4.30.2025

Mirrorless Pics: Around downtown Indy with the Olympus PEN E-P5






These were all snapped with an Olympus PEN E-P5 wearing Panasonic's little 20mm f/1.7 pancake standard prime lens.

4.29.2025

Lenses I Live By: The Short Portrait

Portrait lenses tend to be longer than standard primes, since this allows taking photos without having to be all up in the subject’s grille, as well as exaggerating the effects of focal length compression to not cause the subject’s features to look distorted.

The “short” portrait focal length range, in my own personal lexicon, runs from about 75mm to 105mm, in full-frame terms. (I use “full-frame terms” because the 35mm format spent something like fifty years establishing itself as the lingua franca of normie photography jargon.) 

Most of the camera systems I use have a lens that falls into this category. For instance, the Nikon 1 system, with its little 1" CX-format sensor, has the 1 Nikkor 32mm f/1.2, which has the equivalent focal length of 87mm.

Nikon 1 V2 & 1 Nikkor 32mm f/1.2

Moving up to Micro Four Thirds, there are some pretty slick choices. Panasonic goes with 42.5mm focal lengths, which is an 85mm equivalent, in an inexpensive f/1.7 version and a bucks-up Leica Nocticron-branded f/1.2. Olympus, on the other hand, favors the 90mm equivalent 45mm focal length. They, too, offer a spendy f/1.2 PRO lens, but the M. Zuiko Digital 45mm f/1.8 is so compact, light, and inexpensive that it's the one I choose.

Things are similar with the Fujifilm X-mount ecosystem. There's a honking big 56mm f/1.2 portrait lens, but again, the bargain is the XF 50mm R WR "Fujicron", for its compact size and value pricing.

Fujifilm X-T2 & XF 50mm f/2 R WR

For my full-frame Canon DSLRs, I count on the EF 85mm f/1.8 for this task.

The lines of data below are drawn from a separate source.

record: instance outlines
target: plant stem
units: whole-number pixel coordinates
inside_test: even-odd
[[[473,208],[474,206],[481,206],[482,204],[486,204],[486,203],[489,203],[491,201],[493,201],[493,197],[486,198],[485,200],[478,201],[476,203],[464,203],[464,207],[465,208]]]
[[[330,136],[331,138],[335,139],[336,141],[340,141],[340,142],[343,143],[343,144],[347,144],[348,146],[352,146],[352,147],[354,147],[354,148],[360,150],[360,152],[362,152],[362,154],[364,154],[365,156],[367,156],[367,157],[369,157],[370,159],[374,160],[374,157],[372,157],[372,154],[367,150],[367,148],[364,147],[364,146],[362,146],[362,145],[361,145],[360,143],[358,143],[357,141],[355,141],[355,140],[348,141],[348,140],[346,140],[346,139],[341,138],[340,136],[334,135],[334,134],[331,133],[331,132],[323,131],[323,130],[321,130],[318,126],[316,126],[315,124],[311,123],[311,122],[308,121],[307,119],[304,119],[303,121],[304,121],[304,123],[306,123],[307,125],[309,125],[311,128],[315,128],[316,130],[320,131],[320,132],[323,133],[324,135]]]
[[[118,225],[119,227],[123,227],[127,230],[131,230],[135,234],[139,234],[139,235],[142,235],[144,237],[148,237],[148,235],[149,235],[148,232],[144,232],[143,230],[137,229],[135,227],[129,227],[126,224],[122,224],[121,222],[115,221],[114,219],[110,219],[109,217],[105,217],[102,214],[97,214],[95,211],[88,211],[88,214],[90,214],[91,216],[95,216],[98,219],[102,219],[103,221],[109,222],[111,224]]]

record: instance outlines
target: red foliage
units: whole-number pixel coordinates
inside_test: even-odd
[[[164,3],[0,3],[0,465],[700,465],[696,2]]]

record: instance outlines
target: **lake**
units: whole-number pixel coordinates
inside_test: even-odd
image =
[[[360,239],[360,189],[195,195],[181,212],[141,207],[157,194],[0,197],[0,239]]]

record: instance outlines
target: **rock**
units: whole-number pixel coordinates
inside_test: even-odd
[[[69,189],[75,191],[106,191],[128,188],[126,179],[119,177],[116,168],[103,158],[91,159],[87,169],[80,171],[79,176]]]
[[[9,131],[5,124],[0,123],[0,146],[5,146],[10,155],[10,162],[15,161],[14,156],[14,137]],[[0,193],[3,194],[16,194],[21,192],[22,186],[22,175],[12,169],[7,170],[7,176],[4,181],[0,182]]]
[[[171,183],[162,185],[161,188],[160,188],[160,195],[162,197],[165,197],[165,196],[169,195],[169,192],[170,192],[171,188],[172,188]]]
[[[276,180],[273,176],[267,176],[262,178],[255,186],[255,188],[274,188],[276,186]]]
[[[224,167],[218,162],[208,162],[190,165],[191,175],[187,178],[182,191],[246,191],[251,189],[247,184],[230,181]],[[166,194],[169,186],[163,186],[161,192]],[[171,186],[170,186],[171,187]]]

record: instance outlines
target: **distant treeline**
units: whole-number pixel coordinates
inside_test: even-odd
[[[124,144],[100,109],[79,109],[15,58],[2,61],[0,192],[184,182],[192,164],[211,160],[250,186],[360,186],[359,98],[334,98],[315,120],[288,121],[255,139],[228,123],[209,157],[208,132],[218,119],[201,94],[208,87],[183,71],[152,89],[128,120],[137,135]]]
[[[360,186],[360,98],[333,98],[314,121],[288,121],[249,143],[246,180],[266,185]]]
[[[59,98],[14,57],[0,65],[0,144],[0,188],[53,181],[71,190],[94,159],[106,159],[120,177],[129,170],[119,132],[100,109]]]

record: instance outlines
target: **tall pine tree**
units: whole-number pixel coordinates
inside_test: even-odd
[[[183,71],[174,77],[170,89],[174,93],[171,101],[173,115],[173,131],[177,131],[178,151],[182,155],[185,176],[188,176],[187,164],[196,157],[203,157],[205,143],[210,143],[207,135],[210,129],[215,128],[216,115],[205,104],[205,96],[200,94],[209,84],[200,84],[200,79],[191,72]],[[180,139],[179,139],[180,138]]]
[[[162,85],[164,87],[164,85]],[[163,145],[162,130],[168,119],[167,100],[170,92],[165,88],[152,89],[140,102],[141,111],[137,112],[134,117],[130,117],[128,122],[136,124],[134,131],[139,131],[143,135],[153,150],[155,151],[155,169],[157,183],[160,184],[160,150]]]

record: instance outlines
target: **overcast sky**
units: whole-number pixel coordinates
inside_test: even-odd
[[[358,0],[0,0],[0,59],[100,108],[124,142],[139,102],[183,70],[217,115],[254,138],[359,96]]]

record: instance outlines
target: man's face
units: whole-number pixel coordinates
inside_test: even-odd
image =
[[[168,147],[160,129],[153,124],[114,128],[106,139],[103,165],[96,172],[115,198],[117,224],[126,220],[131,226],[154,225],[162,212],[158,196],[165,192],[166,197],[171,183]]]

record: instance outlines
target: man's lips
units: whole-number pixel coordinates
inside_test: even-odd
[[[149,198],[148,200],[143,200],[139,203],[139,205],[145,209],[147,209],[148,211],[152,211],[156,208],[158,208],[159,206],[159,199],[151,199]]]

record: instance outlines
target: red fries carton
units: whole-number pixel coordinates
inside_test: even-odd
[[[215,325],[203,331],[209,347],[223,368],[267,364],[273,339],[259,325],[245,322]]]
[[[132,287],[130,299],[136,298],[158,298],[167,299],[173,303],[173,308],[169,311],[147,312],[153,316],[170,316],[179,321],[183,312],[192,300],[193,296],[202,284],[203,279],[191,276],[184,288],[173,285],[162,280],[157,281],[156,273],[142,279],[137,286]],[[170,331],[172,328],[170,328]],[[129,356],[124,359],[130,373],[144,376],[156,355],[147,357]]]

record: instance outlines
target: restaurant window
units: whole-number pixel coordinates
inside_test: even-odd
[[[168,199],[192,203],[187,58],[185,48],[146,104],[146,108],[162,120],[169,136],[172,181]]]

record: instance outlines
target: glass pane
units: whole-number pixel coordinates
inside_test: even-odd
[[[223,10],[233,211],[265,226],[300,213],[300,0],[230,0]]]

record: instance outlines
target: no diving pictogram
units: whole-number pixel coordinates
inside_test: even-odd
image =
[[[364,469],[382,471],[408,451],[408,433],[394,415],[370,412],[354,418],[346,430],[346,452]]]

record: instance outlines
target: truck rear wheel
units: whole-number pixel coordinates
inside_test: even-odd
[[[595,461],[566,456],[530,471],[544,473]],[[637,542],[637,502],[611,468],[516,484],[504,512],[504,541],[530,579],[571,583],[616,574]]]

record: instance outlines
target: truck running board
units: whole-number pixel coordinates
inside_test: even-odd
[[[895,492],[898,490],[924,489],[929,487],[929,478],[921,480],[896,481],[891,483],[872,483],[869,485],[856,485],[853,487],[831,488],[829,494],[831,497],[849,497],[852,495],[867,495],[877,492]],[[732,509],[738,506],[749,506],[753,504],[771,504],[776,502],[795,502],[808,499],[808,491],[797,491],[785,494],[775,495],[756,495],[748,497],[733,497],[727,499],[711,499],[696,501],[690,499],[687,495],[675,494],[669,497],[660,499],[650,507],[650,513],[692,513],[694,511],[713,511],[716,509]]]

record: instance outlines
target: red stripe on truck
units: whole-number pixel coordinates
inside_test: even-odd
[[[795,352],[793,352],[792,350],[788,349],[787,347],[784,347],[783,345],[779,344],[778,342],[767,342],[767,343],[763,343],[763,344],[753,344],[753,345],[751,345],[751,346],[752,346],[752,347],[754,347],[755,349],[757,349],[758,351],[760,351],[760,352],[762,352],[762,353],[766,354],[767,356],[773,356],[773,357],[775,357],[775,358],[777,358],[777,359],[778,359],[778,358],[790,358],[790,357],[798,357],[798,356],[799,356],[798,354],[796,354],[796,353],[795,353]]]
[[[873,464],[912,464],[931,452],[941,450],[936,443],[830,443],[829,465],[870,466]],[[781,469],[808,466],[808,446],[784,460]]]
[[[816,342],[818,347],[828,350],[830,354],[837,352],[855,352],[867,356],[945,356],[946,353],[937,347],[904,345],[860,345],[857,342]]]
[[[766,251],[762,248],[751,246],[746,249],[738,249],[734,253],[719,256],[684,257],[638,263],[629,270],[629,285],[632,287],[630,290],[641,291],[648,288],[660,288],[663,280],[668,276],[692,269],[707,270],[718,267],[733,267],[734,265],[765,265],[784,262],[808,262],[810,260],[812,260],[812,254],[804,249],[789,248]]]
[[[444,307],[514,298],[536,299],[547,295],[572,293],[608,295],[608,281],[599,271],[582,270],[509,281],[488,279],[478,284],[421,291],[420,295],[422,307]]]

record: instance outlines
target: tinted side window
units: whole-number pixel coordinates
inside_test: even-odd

Canon EOS 5DS & EF 85mm f/1.8



4.28.2025

DSLR Pics: Sports Cars with the Olympus E-510


The 10MP Olympus E-510 was the immediate successor to the E-500 as Olympus's midrange Four Thirds DSLR. It replaced the eight megapixel Kodak CCD sensor of the earlier model with a ten megapixel Panasonic Live MOS sensor, and was the first Oly DSLR to offer Live View as well as in-body image stabilization.


It's a compact little camera, roughly comparable to a Canon Rebel XTi; a little wider, a little shorter, and an ounce lighter. The difference comes in the lenses, since even a high performance zoom like the Zuiko Digital 12-60mm f/2.8-4 is about the same size as an 18-135mm EF-S travel zoom for the crop sensor canons.



4.18.2025

First pics with the Leica Digilux Zoom...

So, I've got a Fuji-branded 32MB SmartMedia card in the Digilux Zoom. With image quality set to "Fine", which is 1280x1024 pixels, that gives me 46 images worth of capacity.

While that resolution is comically low by today's standards (your typical 24MP camera is more like 6000x4000), remember that in 1999 most folks were still looking at images on 1024x768 pixel CRT monitors and those photos were being transmitted via dialup modems as often as not. A 760k image file was big.

I have white balance set to auto. 



The Leica's ISO is fixed at the native 125; even in Manual mode you can't change it. Indoors shots obviously require flash.


The screen washes out in sunlight. Fortunately it also has a tunnel-type optic viewfinder.



4.16.2025

Badge Engineering


Leica's first attempt at entering the consumer digital market happened in 1998 with the Digilux, a 1.5MP camera that was a re-badged Fuji.

In late 1999 it was replaced with the Digilux Zoom, a similarly reskinned Fujifilm MX-1700 (also known as the Fujifilm FinePix 1700 in the U.S. market.)

The Digilux Zoom boasted a Fujinon 6.6-19.8mm f/3.2-5.0 zoom lens, which combined with the crop factor of the 1/2.3" CCD sensor to give an equivalent focal length range of 38-114mm on a 35mm camera, which is a useful all-in-one zoom length.


While the body was a solid-feeling construct of aluminum and magnesium, the control layout was haphazard and the opposite of ergonomic. 

The camera used SmartMedia cards to store images and had no USB ports, so you'll need a SmartMedia-compatible card reader if you want to download images.

I'll play with this thing a bit and write an actual review.